I’ve mentioned a couple of times that I used to have a food blog a while back before I had kids. This chocolate pudding cake was the most popular recipe on my old blog, and it also happens to be low in fat!
My mom found this easy chocolate pudding cake recipe in a magazine more than 20 years ago and we’ve been making it ever since. I still have the original page of the magazine, the advertisement next to the recipe is for a brand new product called mini M&M’s, that’s how old it is! The reason we’ve been making this recipe for so long is because it’s unique, super easy to make and the ingredients are so basic that I always have them in the house.
How do you make chocolate pudding cake?
This recipe starts off with a basic cocoa-based cake batter. The magic happens when a mixture of cocoa powder and brown sugar is sprinkled over the top and then boiling water is poured over the whole thing. It looks like a terrible mess going into the oven but what comes out is a chocolate lover’s delight.
A rich moist cake forms the top layer and a chocolate pudding sauce forms on the bottom. It’s great served warm or cold and it only has three tablespoons of butter in the entire recipe so it’s not going to break your calorie budget for the day. The cake batter also happens to be egg-free, which means you can let your helpers lick the spoon!
This easy chocolate pudding cake is great for a quick and casual dessert or you can dress it up by serving it with a scoop of vanilla ice cream or whipped cream and some fresh berries. Either way, I hope it becomes a tradition in your family like it has in mine.
More easy dessert recipes
Chocolate Pudding Cake
This easy chocolate pudding cake recipe is a rich chocolate cake that's made with pantry staples and is ready from start to finish in less than an hour. It also happens to be low fat!
- 3/4 cup all purpose flour
- 3/4 cup granulated sugar
- 1 1/2 teaspoons baking powder
- 1/2 teaspoon baking soda
- 1/4 teaspoon salt
- 1/3 cup plus 1/4 cup unsweetened cocoa powder
- 1/2 cup milk
- 3 tablespoons unsalted butter melted
- 1 1/2 teaspoons vanilla extract
- 1/2 cup firmly packed brown sugar
- 1 3/4 cups boiling water
- cooking spray
- berries whipped cream and mint for garnish if desired.
- Preheat oven to 350 degrees F. Grease a 9 inch square baking dish or round souffle dish. Combine flour, granulated sugar, baking powder, baking soda, salt and 1/3 cup cocoa in medium bowl.
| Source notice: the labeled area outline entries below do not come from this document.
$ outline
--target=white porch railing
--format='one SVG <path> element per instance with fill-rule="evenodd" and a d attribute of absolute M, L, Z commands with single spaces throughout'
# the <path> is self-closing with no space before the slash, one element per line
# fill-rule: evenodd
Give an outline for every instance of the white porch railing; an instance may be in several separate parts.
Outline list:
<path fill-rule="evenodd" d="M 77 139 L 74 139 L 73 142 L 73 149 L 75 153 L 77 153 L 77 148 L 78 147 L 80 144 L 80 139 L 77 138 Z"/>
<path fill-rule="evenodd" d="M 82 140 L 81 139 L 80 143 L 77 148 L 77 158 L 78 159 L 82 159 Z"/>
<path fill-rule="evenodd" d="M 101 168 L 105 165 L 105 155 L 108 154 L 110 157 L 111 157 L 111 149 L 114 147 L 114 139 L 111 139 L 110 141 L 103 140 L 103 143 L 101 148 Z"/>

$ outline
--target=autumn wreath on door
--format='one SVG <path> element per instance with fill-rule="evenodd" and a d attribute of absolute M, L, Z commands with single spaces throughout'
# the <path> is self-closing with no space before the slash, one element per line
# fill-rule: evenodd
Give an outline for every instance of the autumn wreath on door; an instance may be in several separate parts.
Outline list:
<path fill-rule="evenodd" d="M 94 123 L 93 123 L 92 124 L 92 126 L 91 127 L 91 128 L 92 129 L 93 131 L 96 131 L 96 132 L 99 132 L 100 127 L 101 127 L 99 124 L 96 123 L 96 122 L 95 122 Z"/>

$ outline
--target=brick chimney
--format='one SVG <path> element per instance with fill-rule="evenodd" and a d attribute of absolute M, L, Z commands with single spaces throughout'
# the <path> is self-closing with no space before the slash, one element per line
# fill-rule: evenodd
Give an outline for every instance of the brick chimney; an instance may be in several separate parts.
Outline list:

Add milk, butter and vanilla, stir until just blended. Spoon the batter into the prepared dish.
- Combine brown sugar and remaining 1/4 cup cocoa in small bowl. Sprinkle evenly over batter. Pour boiling water over entire mixture; do not stir.
- Bake 35 to 38 minutes, until a toothpick inserted into the top layer comes out clean. Cool at least 10 minutes. Serve in bowls with garnishes if desired.
Make Ahead: The cake can be made a day in advance and served chilled or at room temperature.
Little Helpers: The kids can help make the cake batter and sprinkle the brown sugar/cocoa mixture over the top.